Clinical stage drug discovery company Neurocrine Biosciences reported that it has initiated the clinical trial of its VMAT2 inhibitor NBI-98854 in adult and pediatric patients with Tourette syndrome.
NBI-98854 is a proprietary small molecule that inhibits Vesicular Monoamine Transporter 2 (VMAT2), a protein found in the brain which repackages monoamines such as dopamine in pre-synaptic neurons. NBI-98854 modulates the release of dopamine during nerve communication while minimally affecting other monoamines to reduce unintended side effects. The drug’s mechanism of action is intended to address the symptoms of a hyperdopaminergic state, such as those of Tourette syndrome, schizophrenia, and Huntington’s chorea.
The drug’s safety and tolerability will be evaluated in the open label, multi-dose, two-week T-Force study involving 36 patients with Tourette syndrome. NBI-98854’s efficacy in addressing the disease’s symptoms in patients will be assessed with the Yale Global Tic Severity Scale and the Premonitory Urge for Tics Scale. Results from the study are expected to be available by next year.

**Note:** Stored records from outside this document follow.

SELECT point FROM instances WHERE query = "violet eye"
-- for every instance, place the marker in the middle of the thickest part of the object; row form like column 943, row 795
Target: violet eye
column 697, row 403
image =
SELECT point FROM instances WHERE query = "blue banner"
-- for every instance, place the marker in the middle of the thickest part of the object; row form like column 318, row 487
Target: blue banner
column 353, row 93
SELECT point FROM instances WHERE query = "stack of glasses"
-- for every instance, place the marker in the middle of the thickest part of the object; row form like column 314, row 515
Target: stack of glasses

“Advancing NBI-98854 into clinical evaluation of Tourette syndrome represents another significant achievement for our VMAT2 franchise. An important aspect of this initial Tourette syndrome trial is that we are exploring NBI-98854 in children age six to eleven, the target age range for therapy,” explains Kevin Gorman, president and CEO of Neurocrine Biosciences.
Tourette syndrome is a neurological disorder characterized by rapid, non-rhythmic motor and vocal tics. Common motor tics include facial grimacing, head jerks, and other movements. Typical vocal tics include repetitive words and phrases as well as grunting and throat clearing. The disease affects more males than females and is linked with attention deficit hyperactivity disorder and obsessive compulsive disorder. Tourette syndrome afflicts an estimated 400,000 people in the U.S.
The company declared that it will begin a separate Phase 3 pivotal study evaluating NBI-98854 in tardive dyskinesia in the last quarter of 2014. Neurocrine presented results from the KINECT 1 and KINECT 2 studies in tardive dyskinesia at the 2014 Annual Congress of Parkinson's Disease and Movement Disorders in Stockholm Sweden in June.